# Bocote Bowl



## rossvh (Jun 19, 2016)

A 6" x 3" Bocote bowl. I love the grain and color, but it is dense/heavy. Finished with several coats of Butcher Block conditioner. 

As always - c & c welcomed!
RossVH


----------



## Herb G (Jun 19, 2016)

I like the grain & color of the wood for sure.


----------



## Jim15 (Jun 19, 2016)

Great looking bowl.


----------



## TellicoTurning (Jun 19, 2016)

I haven't turned any Bocote in ages... one of my favorite woods.... great looking bowl.


----------



## MTViper (Jun 19, 2016)

Great job, Ross.  Bocote is one of my favorite woods, too.  Love the way it smells.


----------



## JimB (Jun 20, 2016)

Very nice bowl. It is amazing the differences in weight between different woods. It really becomes significant when making larger items such as bowls.


----------



## shastastan (Jun 23, 2016)

I like the design.  I use bocote for pens and pendants.  I've never seen any that I didn't like the grain.  Nice job on the bowl!


----------



## corgicoupe (Jun 23, 2016)

MTViper said:


> Great job, Ross.  Bocote is one of my favorite woods, too.  Love the way it smells.

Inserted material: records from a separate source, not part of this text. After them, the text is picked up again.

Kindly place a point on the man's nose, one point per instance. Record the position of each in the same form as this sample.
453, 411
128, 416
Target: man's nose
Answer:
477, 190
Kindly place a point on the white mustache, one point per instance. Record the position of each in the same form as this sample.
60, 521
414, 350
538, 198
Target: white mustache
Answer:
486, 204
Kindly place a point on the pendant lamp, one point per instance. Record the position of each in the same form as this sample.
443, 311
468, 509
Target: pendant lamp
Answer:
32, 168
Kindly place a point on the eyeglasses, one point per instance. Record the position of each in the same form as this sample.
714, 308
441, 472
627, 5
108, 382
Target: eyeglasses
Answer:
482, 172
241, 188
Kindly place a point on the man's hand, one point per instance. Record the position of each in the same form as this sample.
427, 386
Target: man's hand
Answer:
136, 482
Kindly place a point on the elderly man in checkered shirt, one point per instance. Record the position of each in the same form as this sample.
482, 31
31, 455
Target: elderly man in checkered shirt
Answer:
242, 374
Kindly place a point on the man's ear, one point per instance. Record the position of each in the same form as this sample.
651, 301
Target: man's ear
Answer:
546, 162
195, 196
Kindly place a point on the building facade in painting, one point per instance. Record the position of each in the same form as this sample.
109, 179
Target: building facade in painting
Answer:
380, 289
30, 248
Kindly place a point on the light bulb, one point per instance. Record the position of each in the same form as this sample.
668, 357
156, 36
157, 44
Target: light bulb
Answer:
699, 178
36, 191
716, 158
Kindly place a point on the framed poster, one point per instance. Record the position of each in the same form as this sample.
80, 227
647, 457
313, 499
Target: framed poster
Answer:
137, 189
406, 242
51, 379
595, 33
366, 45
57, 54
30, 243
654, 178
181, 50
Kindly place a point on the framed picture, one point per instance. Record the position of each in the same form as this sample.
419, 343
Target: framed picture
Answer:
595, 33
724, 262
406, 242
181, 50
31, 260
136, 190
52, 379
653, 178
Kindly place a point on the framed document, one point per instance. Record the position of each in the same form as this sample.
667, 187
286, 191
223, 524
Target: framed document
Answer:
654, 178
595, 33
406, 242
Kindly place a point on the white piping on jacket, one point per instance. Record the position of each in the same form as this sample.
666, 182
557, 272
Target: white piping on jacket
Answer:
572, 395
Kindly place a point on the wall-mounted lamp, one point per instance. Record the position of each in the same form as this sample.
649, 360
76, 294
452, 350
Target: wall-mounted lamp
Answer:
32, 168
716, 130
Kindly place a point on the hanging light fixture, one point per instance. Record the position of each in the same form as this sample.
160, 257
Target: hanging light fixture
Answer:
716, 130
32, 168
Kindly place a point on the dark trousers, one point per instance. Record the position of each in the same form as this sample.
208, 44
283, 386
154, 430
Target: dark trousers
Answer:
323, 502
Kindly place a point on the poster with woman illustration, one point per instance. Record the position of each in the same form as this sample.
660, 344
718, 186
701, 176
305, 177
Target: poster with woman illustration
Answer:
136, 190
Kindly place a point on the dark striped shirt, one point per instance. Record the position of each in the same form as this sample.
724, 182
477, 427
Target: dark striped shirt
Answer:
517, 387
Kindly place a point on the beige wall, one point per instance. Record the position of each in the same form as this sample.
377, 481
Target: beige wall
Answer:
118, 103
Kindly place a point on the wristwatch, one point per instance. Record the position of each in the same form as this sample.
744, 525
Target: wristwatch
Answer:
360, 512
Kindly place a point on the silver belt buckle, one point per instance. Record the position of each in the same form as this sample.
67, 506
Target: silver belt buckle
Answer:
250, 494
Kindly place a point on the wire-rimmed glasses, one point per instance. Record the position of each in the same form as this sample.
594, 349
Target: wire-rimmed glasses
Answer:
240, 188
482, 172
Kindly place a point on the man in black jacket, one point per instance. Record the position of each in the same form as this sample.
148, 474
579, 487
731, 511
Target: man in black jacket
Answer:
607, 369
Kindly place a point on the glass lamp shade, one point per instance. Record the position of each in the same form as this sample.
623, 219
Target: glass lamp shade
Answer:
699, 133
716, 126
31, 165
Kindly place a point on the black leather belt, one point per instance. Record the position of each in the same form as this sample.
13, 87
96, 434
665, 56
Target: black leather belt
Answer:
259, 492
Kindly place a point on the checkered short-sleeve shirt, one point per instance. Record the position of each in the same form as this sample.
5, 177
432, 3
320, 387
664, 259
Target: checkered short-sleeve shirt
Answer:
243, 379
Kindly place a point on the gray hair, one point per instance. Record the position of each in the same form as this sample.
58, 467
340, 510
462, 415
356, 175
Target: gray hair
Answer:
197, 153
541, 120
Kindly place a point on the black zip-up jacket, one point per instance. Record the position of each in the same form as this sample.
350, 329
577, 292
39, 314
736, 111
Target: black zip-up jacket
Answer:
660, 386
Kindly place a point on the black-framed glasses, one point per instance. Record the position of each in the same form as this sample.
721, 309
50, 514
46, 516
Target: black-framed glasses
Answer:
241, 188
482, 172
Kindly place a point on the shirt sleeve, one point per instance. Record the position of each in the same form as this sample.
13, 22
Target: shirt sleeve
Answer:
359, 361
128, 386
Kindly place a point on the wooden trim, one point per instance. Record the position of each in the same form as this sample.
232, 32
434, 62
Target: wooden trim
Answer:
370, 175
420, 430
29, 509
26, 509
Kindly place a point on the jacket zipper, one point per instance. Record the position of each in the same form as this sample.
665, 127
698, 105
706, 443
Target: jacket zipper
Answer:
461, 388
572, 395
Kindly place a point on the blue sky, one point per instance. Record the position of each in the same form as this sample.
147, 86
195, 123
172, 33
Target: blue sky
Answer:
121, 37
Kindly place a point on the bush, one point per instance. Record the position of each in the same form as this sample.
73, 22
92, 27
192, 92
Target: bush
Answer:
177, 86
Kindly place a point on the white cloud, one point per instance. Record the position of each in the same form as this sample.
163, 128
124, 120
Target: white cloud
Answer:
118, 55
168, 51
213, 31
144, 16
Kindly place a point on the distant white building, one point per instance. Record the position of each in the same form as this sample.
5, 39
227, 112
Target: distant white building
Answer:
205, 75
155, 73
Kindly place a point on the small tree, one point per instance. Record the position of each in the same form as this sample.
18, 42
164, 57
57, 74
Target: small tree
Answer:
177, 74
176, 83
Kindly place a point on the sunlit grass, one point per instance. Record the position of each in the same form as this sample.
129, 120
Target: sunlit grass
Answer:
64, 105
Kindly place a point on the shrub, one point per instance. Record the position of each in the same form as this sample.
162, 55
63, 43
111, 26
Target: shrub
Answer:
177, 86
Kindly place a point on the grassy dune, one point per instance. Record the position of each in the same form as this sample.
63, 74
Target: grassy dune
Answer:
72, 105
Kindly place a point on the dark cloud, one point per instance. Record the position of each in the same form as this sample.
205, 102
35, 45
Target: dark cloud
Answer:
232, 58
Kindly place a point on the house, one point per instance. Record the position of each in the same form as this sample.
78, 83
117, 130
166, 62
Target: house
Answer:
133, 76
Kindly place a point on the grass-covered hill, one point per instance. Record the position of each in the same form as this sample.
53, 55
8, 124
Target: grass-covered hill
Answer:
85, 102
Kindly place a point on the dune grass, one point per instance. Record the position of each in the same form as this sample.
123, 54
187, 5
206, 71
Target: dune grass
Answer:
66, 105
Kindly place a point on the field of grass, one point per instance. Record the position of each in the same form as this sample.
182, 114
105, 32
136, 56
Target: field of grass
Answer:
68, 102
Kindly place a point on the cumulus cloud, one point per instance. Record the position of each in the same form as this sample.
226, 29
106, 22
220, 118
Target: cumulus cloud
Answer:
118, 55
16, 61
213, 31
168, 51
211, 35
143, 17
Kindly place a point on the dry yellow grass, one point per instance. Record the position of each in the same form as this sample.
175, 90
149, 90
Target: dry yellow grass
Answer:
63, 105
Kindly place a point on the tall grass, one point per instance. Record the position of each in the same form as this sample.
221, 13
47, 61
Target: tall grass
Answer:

It smells like dill pickles


----------



## The Falcons Quill (Jun 23, 2016)

That is a nice bowl... I love bocote. I don't see many using it for bowls. Great job.


----------



## Old Codger (Jun 23, 2016)

Beautiful bowl!!  I especially like the design (one of my favorites!!!) and the selected wood which certainly enhances the design and turning!  Thanks for sharing and safe turning to you always!


----------



## Lucky2 (Jun 23, 2016)

It's a good looking bowl, but, I have to ask, how thick are the sidewalls?
Len


----------



## rossvh (Jun 23, 2016)

Lucky2 said:


> It's a good looking bowl, but, I have to ask, how thick are the sidewalls?
> Len


just under 3/8" and the base is just over


----------



## jsolie (Jun 24, 2016)

That's a nice looking bowl


----------